Arriverà, mi chiedo, il giorno in cui Amleto cesserà di ispirare giovani performer sulla via di un’individuazione artistica e professionale; il giorno in cui non sarà più uno stimolo per maturi teatranti già instradati (ma in cerca di un telepass)? Arriverà il giorno in cui, tacitamente, ciascuno deciderà che tutto ciò che si poteva dire e fare a Elsinore è stato detto e fatto, ed è forse meglio riservare alla più nota tragedia shakespeariana unicamente letture private, facendola scomparire, per una generazione almeno, dal repertorio?
Arriverà o non arriverà?
Nell’attesa, il critico o cronista teatrale deve predisporsi con spirito indulgente e piglio bonario a ogni genere di rilettura, adattamento, studio, variazione sul tema e libera interpretazione.
L’ipotesi spettacolare proposta dal collettivo artistico Macelleria Ettore (presentata al Fringe Festival di Napoli nel 2013 e da quel momento cresciuta e maturata) si sostanzia in un testo dalla forte connotazione metateatrale (sai che novità!, si direbbe, volendo esercitare malizia e sfrontatezza) scritto e diretto da Carmen Giordano, e interpretato da Stefano Detassis e Maura Pettorruso.
Due sono le idee drammaturgiche che vi si incrociano, provando a irrobustirsi vicendevolmente. Da una parte ci sono i dubbi e le pesanti responsabilità di Amleto e Ofelia, intrecciati, se non paragonati, all’esperienza di una coppia, con le sue intermittenze, i difetti di comunicazione, le incertezze e gli slanci passionali. Dall’altra la polarità buio/luce, qui elevata a metafora unica, cioè meccanismo centrale dell’intero allestimento. Azioni che non si vedono e stasi visibilissime; silenzi prolungati ed echi rumorosi privati della sorgente: un’oscurità intensa e anch’essa intermittente (nere anche le pareti della nuda stanza, nonché i costumi) apre e chiude le sequenze in cui i due attori, provando il testo shakespeariano, mettono in realtà alla prova se stessi, vale a dire il proprio rapporto.

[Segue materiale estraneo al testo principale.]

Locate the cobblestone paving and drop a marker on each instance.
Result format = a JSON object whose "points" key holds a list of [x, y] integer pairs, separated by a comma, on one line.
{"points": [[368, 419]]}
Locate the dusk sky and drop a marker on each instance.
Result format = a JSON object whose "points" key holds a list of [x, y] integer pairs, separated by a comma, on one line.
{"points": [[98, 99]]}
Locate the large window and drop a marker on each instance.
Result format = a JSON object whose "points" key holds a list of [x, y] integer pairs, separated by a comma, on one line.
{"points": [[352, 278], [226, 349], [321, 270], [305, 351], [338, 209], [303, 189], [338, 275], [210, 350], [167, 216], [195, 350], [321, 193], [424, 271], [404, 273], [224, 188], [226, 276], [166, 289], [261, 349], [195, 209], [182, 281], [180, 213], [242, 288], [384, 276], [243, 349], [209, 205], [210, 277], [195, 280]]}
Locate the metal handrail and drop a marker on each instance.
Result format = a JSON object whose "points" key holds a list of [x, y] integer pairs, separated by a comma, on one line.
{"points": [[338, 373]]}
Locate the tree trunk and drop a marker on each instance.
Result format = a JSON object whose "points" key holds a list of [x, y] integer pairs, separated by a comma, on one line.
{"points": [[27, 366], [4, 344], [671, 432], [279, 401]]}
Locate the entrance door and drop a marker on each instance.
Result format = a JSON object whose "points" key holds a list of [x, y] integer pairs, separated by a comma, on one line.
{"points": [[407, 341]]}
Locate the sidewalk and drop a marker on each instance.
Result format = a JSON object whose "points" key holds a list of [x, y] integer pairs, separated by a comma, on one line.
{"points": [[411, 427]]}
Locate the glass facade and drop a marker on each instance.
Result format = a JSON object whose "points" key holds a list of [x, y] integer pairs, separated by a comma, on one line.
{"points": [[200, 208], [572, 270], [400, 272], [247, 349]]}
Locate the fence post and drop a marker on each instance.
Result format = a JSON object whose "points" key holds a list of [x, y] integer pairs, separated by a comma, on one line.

L’interrogazione sul testo è già nel titolo e va posta a premessa dell’intero lavoro, dichiaratamente privo di risposte. Il problema – questo è il problema – è che nei dialoghi manca quasi del tutto energia, sorpresa, rischio, vibrazioni vocali, e il gioco di rispecchiamenti tra finzione (del personaggio) e realtà (dell’attore) è troppo piatto, sia nella forma che nei contenuti, viziati dall’ombra spessa del “già sentito”: «sono molte le azioni che un uomo può recitare. Ma io ho dentro ciò che non si mostra», dice lui; «tutti questi fantasmi, tutto questo discendere dentro se stessi, e poi? ritorniamo alle nostre azioni quotidiane», dice lei.
L’ultima andata in nero è ovviamente il finale, sospeso, che arriva dopo circa 50 minuti di spettacolo.